O meu último encontro com o Alto da Glória foi redentor. Há três semanas, na vitória por 2 a 0 sobre o Ceará. Amigos, vou confessar: quando a massa começou a pular e gritar “Sai do chão, sai do chão, a torcida do Verdão” me arrepiei inteiro e, com os olhos já marejados, fui para o fundo da cabine de imprensa desbaratinar.
Porque só quem entende o que é ser coxa-branca sabe o que significa aquele grito. Se um americano me perguntasse o que é ser coxa-branca, responderia: lembre do Red Sox e da maldição de bambino. Se quem perguntasse fosse um inglês, devolveria na bucha: lembre do Arsenal pré-Wenger, aquele narrado no livro do Hornby.
Fui apresentado ao Coritiba por intervenção divina. Era 1985 e eu, por indução lógica, no alto dos meus cinco anos, torci pelo título brasileiro. No dia seguinte, vendo na televisão a festa nas ruas, identifiquei algumas freiras do Colégio Nossa Senhora Menina, onde fiz o primeiro grau, festejando no meio dos torcedores. Se as pessoas responsáveis por me educar estavam ali, era porque o time merecia tamanha devoção.
E só mesmo com devoção de noviça para seguir um time que nos últimos 22 anos deu apenas sete voltas olímpicas (cinco estaduais, um nacional, um torneio da fome) e neste período coleciona muito mais histórias tristes e inacreditáveis do que felizes.
Foi no Couto Pereira que vivi o Maracanazo da minha infância, a fatídica final de 90. Estádio lotado, empolgação geral. Me lembra o que o jornalista João Luiz Albuquerque me disse certa vez em entrevista sobre o Maracanazo verdadeiro, de 50. “Eu era um menino de 11 anos que estava ali pronto para ver uma festa.
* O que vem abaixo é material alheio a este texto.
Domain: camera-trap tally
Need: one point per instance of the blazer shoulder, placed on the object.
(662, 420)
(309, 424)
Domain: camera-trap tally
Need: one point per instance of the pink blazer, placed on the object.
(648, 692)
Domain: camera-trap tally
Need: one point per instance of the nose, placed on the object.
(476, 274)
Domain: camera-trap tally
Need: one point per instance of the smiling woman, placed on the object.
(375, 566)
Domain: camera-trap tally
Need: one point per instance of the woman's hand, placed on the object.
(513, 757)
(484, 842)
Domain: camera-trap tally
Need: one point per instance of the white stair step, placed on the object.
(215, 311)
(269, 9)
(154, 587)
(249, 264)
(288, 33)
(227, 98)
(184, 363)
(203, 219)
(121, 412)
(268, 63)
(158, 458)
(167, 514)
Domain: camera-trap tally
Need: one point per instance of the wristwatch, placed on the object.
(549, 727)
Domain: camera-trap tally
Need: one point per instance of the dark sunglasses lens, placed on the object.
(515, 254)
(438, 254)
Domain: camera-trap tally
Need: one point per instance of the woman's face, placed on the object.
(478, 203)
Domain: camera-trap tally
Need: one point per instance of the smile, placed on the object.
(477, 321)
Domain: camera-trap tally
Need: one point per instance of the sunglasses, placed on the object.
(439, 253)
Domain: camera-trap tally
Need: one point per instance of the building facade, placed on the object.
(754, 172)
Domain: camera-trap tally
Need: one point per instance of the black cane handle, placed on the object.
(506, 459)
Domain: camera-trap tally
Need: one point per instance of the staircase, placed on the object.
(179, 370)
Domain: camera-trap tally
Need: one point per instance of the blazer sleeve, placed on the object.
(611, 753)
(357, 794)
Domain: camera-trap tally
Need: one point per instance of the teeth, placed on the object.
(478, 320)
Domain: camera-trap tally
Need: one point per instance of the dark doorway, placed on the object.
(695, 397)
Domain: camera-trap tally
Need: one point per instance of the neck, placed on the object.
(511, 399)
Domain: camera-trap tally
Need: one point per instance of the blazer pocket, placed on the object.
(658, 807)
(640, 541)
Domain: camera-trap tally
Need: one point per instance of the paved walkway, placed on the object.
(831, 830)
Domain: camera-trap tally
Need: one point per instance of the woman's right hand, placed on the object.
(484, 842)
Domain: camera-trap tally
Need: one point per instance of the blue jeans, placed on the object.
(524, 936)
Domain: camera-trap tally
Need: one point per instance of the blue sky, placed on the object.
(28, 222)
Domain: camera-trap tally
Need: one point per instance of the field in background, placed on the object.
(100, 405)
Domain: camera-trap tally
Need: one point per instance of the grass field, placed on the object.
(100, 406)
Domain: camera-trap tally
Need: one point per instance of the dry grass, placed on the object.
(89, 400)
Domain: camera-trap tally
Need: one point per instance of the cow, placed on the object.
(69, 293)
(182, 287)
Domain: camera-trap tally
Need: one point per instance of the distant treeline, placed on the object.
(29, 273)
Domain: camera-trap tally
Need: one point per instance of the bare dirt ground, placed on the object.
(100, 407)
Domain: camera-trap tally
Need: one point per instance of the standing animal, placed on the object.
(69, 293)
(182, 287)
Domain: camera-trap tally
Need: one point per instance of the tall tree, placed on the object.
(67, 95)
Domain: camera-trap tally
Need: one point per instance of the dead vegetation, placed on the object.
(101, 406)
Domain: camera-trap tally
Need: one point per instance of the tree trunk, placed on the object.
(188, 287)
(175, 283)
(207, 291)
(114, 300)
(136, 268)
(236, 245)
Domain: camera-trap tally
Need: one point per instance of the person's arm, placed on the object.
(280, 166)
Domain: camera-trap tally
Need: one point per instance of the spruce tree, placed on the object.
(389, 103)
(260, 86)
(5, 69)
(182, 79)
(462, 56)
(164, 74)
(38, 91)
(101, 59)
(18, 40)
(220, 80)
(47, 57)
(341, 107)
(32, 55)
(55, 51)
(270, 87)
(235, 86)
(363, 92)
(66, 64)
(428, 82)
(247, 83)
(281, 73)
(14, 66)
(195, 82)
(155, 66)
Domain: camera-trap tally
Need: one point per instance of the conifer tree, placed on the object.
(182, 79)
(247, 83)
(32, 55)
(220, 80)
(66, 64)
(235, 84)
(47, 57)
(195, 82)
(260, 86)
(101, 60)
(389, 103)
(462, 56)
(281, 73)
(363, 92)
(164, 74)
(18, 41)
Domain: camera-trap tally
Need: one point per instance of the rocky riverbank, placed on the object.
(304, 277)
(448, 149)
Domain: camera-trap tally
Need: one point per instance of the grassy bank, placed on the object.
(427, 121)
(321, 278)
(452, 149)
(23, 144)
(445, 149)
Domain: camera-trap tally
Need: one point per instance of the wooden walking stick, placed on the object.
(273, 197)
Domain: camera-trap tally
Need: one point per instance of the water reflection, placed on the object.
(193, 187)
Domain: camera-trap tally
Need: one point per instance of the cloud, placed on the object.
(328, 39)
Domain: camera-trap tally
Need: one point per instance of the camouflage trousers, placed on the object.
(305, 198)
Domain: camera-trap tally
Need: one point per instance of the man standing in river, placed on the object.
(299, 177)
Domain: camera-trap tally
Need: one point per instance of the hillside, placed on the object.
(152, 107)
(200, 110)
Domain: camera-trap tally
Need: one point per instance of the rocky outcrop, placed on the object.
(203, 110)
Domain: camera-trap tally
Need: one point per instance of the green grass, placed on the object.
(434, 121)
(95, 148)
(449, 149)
Ninguém me avisou que poderíamos perder. E vi todo aquele horror ali, na minha cara. Deveria ser proibido”.
O horror maior, o gol contra de Berg, não foi na minha cara, mas sim no gol do outro lado, onde hoje fica a Império. Só em casa fui entender o que havia acontecido.
Outro dia encontrei o gol no You Tube. Até baixei para o meu computador. De vez em quando assisto, com a mórbida esperança de que Jorjão isole, Gérson agarre ou Berg seja tragado pela terra.
E o que dizer, então, de 98? Em cinco minutos, a mágica classificação à semifinal se transformou em uma trágica eliminação. Lembro até hoje de 20, 30 minutos depois do jogo, o estádio ainda com muita gente. Todos sentados, em silêncio, olhando para o horizonte, sentindo os pingos de chuva cair sobre a cabeça. Alguns chorando, tentando entender o que havia acontecido.
É esse sentimento que emana dos torcedores ao grito do “Sai do chão...”. O de uma paixão incontida, sempre à espera de ser correspondida à altura. Renovada a cada gol, a cada jogo, a cada aniversário. Uma paixão que exige o retorno à Série A. E merece uma camisa 12 em troca.